Related LeDuff columns in 2020:
► Wayne County jails -- Worse than the border?, Jan. 22
► Are Wayne County Jails a Hot Zone For the Coronavirus?, March 11
► Covid has killed 2 Wayne County Jail doctors, a commander, and still: Silence, April 13
► Wayne County sheriff released a Covid-infected, one-lung felon. He made his getaway by bus, April 28
The director of the Centers for Disease Control and Prevention said one person may infect 40. One cab driver infects 40, potentially. Those 40 infect 40. Those 1,600 infect 64,000. And so on. That's the exponential curve, and metro Detroit is in the throes of it.
Michael Meshinski's body was discovered Sunday. He was found in bed by his girlfriend, blood leaking from his eyes.
A man with a chronic drinking problem was sent to jail to serve what amounted to a death sentence.
“He was a fucking human being,” sobbed Sherrill Williams. “The government doesn't care. It doesn't care about any of us.”
Williams contacted the governor's office to warn them of the crisis. A bureaucrat texted her a link to a hotline. Williams contacted her congresswoman's office. A bureaucrat texted Williams to say a phone call would be forthcoming. To date, it has not.
The county morgue did not come to collect Meshinski's body. The morgue doesn't do that these days. The county morgue has ordered refrigerated trucks, waiting for the explosion of death.
Neither did the Taylor fire department come. Paramedics don't do that these days, either.
So it was left to a Belleville funeral home, which had no body bags, no eye shields or disinfectant, to collect the remains of a working man who was guilty of no more than a drinking problem.
“We are the government now,” said the funeral director, who asked to remain anonymous. “We're doing the morgue's job, but we don't have the equipment.
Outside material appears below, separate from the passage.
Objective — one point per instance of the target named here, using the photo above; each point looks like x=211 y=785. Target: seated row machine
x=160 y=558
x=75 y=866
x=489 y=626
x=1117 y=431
We're more of the forgotten little people in all of this.”
Too little testing, too late for some
To date, more than 100 employees of the Wayne County Sheriff's Office – who oversee the county's courts and jails -- have tested positive for coronavirus, by far the largest cluster in a department of 700 people.
On Tuesday morning, an official testing program of jail deputies finally began.
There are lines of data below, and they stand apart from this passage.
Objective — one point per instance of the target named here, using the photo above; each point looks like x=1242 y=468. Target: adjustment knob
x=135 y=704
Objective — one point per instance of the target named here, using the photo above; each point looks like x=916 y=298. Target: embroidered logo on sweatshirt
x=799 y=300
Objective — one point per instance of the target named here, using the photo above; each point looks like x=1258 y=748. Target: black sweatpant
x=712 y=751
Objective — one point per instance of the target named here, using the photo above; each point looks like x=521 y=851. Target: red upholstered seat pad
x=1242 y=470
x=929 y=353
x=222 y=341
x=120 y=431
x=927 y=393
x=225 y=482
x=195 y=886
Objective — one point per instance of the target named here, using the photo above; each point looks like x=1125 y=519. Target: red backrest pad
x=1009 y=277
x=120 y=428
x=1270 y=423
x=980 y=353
A limited testing program for inmates began last week, with the first positive results reported Sunday.
“The fact that we had to wait so long to be heard angers me,” said Reggie Crawford, president of the Wayne County Deputies Sheriff's Association. “To find out the public was exposed to this on a bus and cab angers me. We've got to begin testing everybody in these jails now. For the sake of my members and the general public.”
To date, more than 500 inmates have been released from the jails since the Covid outbreak began a few weeks ago. Some are on electronic tethers. For others, there is no way to track their movements.
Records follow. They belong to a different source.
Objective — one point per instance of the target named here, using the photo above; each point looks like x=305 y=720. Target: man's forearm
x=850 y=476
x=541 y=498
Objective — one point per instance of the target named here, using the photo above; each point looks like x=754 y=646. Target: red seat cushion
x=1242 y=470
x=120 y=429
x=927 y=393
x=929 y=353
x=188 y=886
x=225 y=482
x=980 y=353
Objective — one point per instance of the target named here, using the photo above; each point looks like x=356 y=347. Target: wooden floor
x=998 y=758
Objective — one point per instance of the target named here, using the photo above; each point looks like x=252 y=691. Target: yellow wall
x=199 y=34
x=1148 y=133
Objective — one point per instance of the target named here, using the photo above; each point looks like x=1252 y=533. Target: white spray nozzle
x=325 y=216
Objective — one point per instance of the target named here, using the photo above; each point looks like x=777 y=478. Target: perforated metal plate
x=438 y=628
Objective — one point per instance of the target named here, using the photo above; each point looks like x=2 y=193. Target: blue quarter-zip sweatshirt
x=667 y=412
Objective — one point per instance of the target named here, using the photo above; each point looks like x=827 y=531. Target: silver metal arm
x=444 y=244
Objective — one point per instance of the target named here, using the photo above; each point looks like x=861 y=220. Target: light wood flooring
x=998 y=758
“I'm scared to fucking death,” said James West, an inmate in Hamtramck who, with Meshinski, is released every day for work. “How do I know I don't have it? And I'm out in society every day.”
West describes conditions in the jail as abysmal, with a lack of hygiene products. “I tried to bring in some soap. They confiscated it. Told me it was contraband.”
The funeral for Michael Meshinski is April 8. Few are expected to attend.